City have reached an agreement on compensation with Chelsea and are set to confirm Maresca as their new manager, the man chosen to step into the space Guardiola leaves behind. It is the most daunting job in English football right now: follow a legend who turned City into the dominant force in the country and a benchmark in Europe.

Others have tried similar feats. David Moyes at Manchester United. Unai Emery at Arsenal. Both walked into dressing rooms still echoing with the voices of Sir Alex Ferguson and Arsène Wenger and discovered how unforgiving that comparison can be.

Maresca appears determined not to repeat that mistake. He wants his own players, his own lieutenants, his own version of City.

He has already been linked with moves for Cole Palmer and Enzo Fernandez, two of the brightest assets he left behind at Stamford Bridge. Chelsea, though, have drawn a hard line. Palmer is viewed as “untouchable”, while Real Madrid lead the chase for Fernandez, who is pushing for a move away.

So Maresca has turned to another of his former charges.

Gusto on the radar as Palestra slips away

Malo Gusto has emerged as a serious target. The 23-year-old, signed by Chelsea from Lyon in 2023 for around £31m, has grown into a mainstay at Stamford Bridge, racking up 134 appearances over the past three seasons and maturing into one of the Premier League’s most dynamic full-backs.

Chelsea are not closing the door. Reports this week suggested the club would listen to offers for Gusto, and with Marco Palestra heading to west London instead of Manchester, the situation has sharpened.

City had been in the race for Inter Milan defender Palestra, only to be forced to look elsewhere once Chelsea agreed a £51m deal. That decision has pushed Gusto higher up their list.

Chelsea, preparing to welcome Palestra, are understood to want at least £40m to even consider selling Gusto. For a club that has invested heavily in reshaping its defence, cashing in on a valuable asset while another arrives is a tempting piece of business logic. For Maresca, it is an opportunity to import a player who already understands his demands.

A World Cup shop window

Gusto’s profile is only growing. He is currently at the World Cup with a heavily fancied France squad and came off the bench in their 3–0 win over Iraq on Monday. Every minute he plays on that stage nudges his value and his visibility up another notch.

For City, that means one thing: move decisively, or risk losing another defensive target.

Midfield still the priority – but the right-back question looms

All this unfolds while City’s main transfer priority remains elsewhere. The champions-elect of the Guardiola era, who still managed a domestic cup double last season despite missing out on the league by seven points to Arsenal, are fixated on reinforcing midfield.
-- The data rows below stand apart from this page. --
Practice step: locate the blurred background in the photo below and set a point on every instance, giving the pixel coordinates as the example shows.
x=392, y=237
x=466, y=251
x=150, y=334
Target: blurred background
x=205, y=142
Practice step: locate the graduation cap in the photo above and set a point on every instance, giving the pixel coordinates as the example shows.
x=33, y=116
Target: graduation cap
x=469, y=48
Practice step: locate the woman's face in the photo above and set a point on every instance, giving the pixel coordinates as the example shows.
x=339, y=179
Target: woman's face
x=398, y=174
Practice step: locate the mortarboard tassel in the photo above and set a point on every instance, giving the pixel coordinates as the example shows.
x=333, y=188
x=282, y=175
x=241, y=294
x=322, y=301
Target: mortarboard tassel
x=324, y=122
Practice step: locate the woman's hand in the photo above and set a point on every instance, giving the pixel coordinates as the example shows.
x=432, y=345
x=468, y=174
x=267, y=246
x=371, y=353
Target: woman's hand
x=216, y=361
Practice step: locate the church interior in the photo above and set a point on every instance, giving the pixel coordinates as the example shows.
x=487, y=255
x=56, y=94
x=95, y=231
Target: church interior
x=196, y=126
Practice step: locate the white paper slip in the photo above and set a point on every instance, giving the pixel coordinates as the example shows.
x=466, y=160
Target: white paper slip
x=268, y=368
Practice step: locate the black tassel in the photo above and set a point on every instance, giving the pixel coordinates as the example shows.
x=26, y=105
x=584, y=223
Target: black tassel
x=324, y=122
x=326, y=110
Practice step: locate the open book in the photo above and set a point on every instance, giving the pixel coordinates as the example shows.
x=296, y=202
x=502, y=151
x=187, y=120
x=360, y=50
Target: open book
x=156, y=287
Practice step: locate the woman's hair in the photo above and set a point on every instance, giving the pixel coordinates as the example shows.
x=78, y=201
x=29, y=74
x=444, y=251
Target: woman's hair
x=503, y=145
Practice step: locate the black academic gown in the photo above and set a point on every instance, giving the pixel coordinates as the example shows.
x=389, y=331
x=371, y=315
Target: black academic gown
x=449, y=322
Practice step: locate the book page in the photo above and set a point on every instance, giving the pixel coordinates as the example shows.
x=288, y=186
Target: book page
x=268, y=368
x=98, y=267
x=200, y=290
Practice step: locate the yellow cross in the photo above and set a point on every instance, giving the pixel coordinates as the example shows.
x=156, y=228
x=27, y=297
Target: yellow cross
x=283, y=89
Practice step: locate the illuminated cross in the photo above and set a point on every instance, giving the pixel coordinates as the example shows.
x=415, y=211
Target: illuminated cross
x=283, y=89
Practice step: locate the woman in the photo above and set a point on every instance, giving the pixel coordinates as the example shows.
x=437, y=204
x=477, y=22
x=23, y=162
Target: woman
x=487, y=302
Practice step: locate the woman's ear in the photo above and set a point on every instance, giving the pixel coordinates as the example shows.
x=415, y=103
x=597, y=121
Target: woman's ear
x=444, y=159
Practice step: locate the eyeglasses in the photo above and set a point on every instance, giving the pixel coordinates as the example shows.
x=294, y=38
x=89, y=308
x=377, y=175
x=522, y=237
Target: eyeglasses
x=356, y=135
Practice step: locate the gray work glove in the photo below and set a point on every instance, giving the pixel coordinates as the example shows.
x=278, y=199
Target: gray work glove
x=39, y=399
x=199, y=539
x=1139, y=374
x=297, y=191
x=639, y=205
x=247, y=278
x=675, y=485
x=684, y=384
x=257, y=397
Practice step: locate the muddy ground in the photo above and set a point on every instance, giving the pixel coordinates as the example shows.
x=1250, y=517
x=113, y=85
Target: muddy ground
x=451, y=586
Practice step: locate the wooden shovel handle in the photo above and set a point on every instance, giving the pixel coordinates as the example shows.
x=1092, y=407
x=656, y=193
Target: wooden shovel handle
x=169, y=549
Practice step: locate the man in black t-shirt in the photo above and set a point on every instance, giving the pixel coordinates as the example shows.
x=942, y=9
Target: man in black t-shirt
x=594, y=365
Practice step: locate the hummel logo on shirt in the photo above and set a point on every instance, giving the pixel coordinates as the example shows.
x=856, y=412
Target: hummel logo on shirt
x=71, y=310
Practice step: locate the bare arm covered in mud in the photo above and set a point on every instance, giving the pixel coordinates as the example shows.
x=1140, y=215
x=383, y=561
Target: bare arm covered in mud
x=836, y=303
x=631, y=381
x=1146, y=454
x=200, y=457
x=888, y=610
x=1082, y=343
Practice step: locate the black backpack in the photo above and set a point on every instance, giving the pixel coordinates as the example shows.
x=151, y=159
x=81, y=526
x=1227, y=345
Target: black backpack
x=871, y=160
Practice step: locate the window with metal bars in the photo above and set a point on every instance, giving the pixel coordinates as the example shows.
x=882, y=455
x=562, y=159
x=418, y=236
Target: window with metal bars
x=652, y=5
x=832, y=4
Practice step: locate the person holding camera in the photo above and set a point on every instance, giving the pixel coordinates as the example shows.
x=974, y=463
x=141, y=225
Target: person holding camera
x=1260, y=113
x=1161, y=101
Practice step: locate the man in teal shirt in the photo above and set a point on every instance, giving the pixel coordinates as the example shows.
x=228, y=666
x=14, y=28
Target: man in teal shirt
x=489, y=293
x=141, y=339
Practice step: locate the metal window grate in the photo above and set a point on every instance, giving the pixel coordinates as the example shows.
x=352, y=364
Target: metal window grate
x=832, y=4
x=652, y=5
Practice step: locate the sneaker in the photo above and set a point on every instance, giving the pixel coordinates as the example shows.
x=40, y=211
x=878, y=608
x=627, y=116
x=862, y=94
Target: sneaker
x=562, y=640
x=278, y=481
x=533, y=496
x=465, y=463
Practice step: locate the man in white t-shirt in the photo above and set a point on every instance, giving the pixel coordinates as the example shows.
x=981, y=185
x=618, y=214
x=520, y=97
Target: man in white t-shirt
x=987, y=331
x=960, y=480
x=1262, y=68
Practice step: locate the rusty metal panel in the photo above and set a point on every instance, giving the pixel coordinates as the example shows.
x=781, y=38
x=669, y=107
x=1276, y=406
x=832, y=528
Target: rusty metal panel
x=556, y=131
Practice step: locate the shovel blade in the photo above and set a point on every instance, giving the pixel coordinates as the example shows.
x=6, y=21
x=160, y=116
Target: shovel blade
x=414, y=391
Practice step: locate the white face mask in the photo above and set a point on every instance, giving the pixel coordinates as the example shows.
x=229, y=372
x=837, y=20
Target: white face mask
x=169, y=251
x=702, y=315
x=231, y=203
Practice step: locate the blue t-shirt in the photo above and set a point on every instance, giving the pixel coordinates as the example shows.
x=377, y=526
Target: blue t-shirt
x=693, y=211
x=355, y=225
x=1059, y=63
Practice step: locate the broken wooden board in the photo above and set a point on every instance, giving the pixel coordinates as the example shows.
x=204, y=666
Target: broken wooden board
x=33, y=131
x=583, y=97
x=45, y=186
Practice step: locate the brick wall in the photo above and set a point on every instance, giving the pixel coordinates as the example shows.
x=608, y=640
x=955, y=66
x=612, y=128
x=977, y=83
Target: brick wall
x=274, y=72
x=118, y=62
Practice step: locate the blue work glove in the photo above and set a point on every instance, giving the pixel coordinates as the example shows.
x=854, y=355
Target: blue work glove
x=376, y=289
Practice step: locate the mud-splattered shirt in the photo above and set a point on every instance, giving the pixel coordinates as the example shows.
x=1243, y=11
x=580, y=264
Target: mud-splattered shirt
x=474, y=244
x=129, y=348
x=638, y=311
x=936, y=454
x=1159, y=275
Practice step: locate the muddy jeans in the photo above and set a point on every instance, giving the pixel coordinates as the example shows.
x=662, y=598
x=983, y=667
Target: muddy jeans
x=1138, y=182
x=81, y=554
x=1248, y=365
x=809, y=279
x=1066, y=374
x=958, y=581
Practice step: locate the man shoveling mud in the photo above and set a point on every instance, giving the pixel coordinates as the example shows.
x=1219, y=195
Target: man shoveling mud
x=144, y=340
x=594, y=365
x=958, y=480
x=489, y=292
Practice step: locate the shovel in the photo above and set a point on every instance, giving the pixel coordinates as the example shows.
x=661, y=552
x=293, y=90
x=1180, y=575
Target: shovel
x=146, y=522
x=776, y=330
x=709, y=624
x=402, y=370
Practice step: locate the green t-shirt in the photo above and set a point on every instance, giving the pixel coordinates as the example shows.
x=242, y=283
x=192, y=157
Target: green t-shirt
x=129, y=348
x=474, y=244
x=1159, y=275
Elliot Anderson, England’s World Cup breakout star, sits at the top of their list. City are weighing up a third bid after Nottingham Forest rejected a second offer worth £120m. That saga will dominate much of their summer.

Yet modern City sides are built on the reliability of their full-backs. From João Cancelo to Kyle Walker, Guardiola’s system relied on wide defenders who could step into midfield, dictate tempo, and suffocate transitions. Maresca, steeped in that ideology, will not treat the right-back position as an afterthought.

Gusto fits that template: athletic, aggressive, technically assured, and already versed in Maresca’s positional demands from their time together at Chelsea.

A new era, familiar ambition

Maresca’s Chelsea stint ended abruptly in January, less than six months after he lifted the Club World Cup at the end of his first season in charge. Now he inherits a City side used to winning, used to pressure, used to expectation.

Guardiola’s final campaign fell short of the Premier League title, but City still collected two domestic trophies and finished within touching distance of Arsenal. This is not a rebuild from rubble; it is a recalibration at the top.

The Italian’s push for Gusto signals that he does not intend to simply preserve what Guardiola left behind. He wants to bend it, subtly but decisively, into his own image.

If City meet Chelsea’s price and prise Gusto away, it will be the first clear sign of how Maresca plans to redraw the Guardiola blueprint. If they hesitate and watch another target disappear to Stamford Bridge or elsewhere, the question will linger: how quickly can the new man really make this City side his own?